Marchionne ha ammesso che l'obiettivo di 5,9-6 milioni di vetture per Fiat-Chrysler nel 2014 verrà mancato di almeno 2/300mila unità a causa principalmente della congiuntura negativa in Europa: «Se il mercato europeo continuerà su questa strada, a Fiat mancheranno almeno 4/500mila unità rispetto agli obiettivi fissati nel 2010; potremmo recuperarne solo una parte in Brasile e qui con Chrysler in America».

Marchionne ha detto che Chrysler ha consegnato nel 2011 appena più di 2 milioni di veicoli (2,009 milioni, per la precisione), in linea con gli obiettivi. Nel 2012 l'azienda «potrebbe guadagnare ancora quote di mercato negli Usa, grazie al lancio della Dodge Dart in un segmento in cui non eravamo di fatto presenti». Quanto alla 500 rimasta nettamente al di sotto delle stime, ha ammesso che «ci eravamo sbagliati prevedendo di poterne vendere 50mila l'anno in Nordamerica» e ha detto che il target 2012 è di 25-35mila unità. Sul fronte dei prodotti, una novità importante riguarda l'Asia: la Dodge che verrà prodotta dalla fine di quest'anno in Cina potrebbe essere esportata anche in Europa.
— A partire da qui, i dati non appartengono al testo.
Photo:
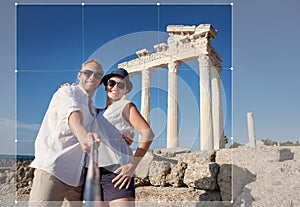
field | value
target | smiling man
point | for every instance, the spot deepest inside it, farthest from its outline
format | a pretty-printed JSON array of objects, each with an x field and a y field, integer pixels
[{"x": 63, "y": 140}]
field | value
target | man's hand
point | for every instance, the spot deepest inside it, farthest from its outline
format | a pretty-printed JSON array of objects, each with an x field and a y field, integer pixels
[
  {"x": 85, "y": 138},
  {"x": 125, "y": 175},
  {"x": 128, "y": 137},
  {"x": 87, "y": 141}
]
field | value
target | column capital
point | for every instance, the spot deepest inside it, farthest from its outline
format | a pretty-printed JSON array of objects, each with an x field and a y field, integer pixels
[
  {"x": 203, "y": 58},
  {"x": 173, "y": 67}
]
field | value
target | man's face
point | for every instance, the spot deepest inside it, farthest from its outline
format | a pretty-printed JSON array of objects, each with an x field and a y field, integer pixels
[{"x": 89, "y": 77}]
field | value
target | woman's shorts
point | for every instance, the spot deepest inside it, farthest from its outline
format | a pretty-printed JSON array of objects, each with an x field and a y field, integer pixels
[{"x": 109, "y": 192}]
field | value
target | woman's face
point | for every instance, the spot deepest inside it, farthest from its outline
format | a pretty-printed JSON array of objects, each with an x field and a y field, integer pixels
[{"x": 116, "y": 88}]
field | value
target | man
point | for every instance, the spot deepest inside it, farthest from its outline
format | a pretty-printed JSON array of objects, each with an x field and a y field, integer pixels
[{"x": 64, "y": 138}]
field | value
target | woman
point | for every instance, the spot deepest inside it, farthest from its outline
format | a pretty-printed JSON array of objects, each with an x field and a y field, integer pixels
[{"x": 116, "y": 162}]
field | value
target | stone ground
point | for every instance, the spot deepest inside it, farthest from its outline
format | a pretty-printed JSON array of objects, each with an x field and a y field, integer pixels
[{"x": 276, "y": 183}]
Marchionne è anche tornato sul tema della sede del futuro gruppo dopo la fusione, che aveva toccato in due interviste dei giorni scorsi. A una domanda sulla possibile perdita di posti di lavoro a Torino, incaso di trasferimento della sede negli Usa, ha risposto: «Mettiamo che preserviamo quei posti di lavoro...»; ma all'osservazione che così Torino perderebbe comunque il cuore del gruppo, ha ribattuto: «Ma se il cuore non ha funzionato granché e io ne trovo uno migliore, che facciamo?».